Making matters worse was the division of the Libyan Central Bank alongside the division of Libya’s political institutions, which prevented it from dealing efficiently with these monetary and economic challenges. Central banks around the world typically manage such difficulties using an assortment of monetary policy tools that include adjusting interest rates, controlling the money supply and foreign currency reserves, as well as a host of other measures.
However, the division of the Central Bank of Libya prevented the development of a coherent and unified monetary policy of this sort.
Impact on women and the most vulnerable groups
Dire economic and political conditions, as well as the resulting fragility in state institutions, often result in serious security and social repercussions. The groups that typically are most affected by these repercussions are the most vulnerable social strata, women and children.
During the first five months of 2022, Libya witnessed 137 killings due to widespread poverty, security turmoil, weakness of security institutions, as well as a growing culture of private individuals owning and using weapons. Particularly striking are successive crimes which targeted Libyan women, either for social reasons or for the purposes of armed robbery. In fact, MENA feminist platform “Sharika wa Laken” registered as many as seven crimes targeting Libyan women in a single week, a record number compared to other Arab countries.
Human rights sources usually indicate that the harsh living and security conditions in Libya coincide with local conditions that facilitate the targeting of these vulnerable groups. Especially concerning is the manner in which tribalism provides a degree of leniency and facilities for criminals by way of deals and reconciliations that tend to occur following the crime.
According to Libyan criminal laws, the victim’s family has the right to settle for reconciliation with the perpetrators in return for receiving “blood money” (i.e. a financial fine), which precludes any further personal rights in the crime. In such cases, the state takes no further action against the offender unless the public prosecutor chooses to do so, which is rarely the case.
Looming disaster
At the moment now, Libya clearly seems to be heading toward a humanitarian catastrophe.
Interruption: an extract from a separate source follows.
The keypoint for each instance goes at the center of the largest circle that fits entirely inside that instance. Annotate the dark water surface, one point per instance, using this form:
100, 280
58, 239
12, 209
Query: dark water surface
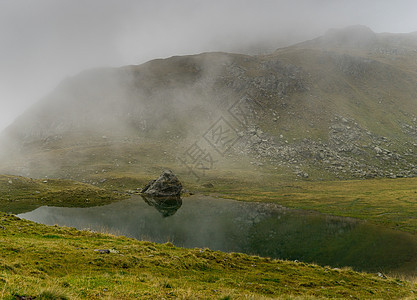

Markets are suffering from supply shortages in many types of food due to disruptions in supply chains, cash crises and security incidents that threaten port operations. With Libya relying on imports for 85 per cent of its needs, the market has become increasingly vulnerable to any political, monetary or security developments that threaten supply chains.
In addition, the armed clashes between the parties to the conflict pose a constant risk to operations at the Libyan oil fields, which threatens to deprive the state of the last remaining sources of revenue needed to pay wages and provide public services.
In the meantime, the repercussions of the ongoing war in Ukraine war continues as expected to sustain the pressures on the markets of developing countries such as Libya, especially in terms of rising food prices. It is worth noting that Libya historically imported half of its wheat needs from Russia and Ukraine, a fact that underscores the war’s direct impact on the country.
Amid these challenges, the power struggle in Libya continues in the form of rival governments each disputing the other’s legitimacy, and in the presence of militias with a strong influence over the course of this political conflict.
At the same time, foreign interventions continue to fuel these divisions and drive the conflict in a country with significant oil reserves. Thus, the political crisis itself has become a major contributor to the state’s paralysis, preventing it from playing its role toward economic recovery.
As a result, one of the world’s largest oil-producing states has become a nation in despair, suffering from a stifling economic and social crisis that illustrates the dangerous consequences of an inept public administration and failed political leadership.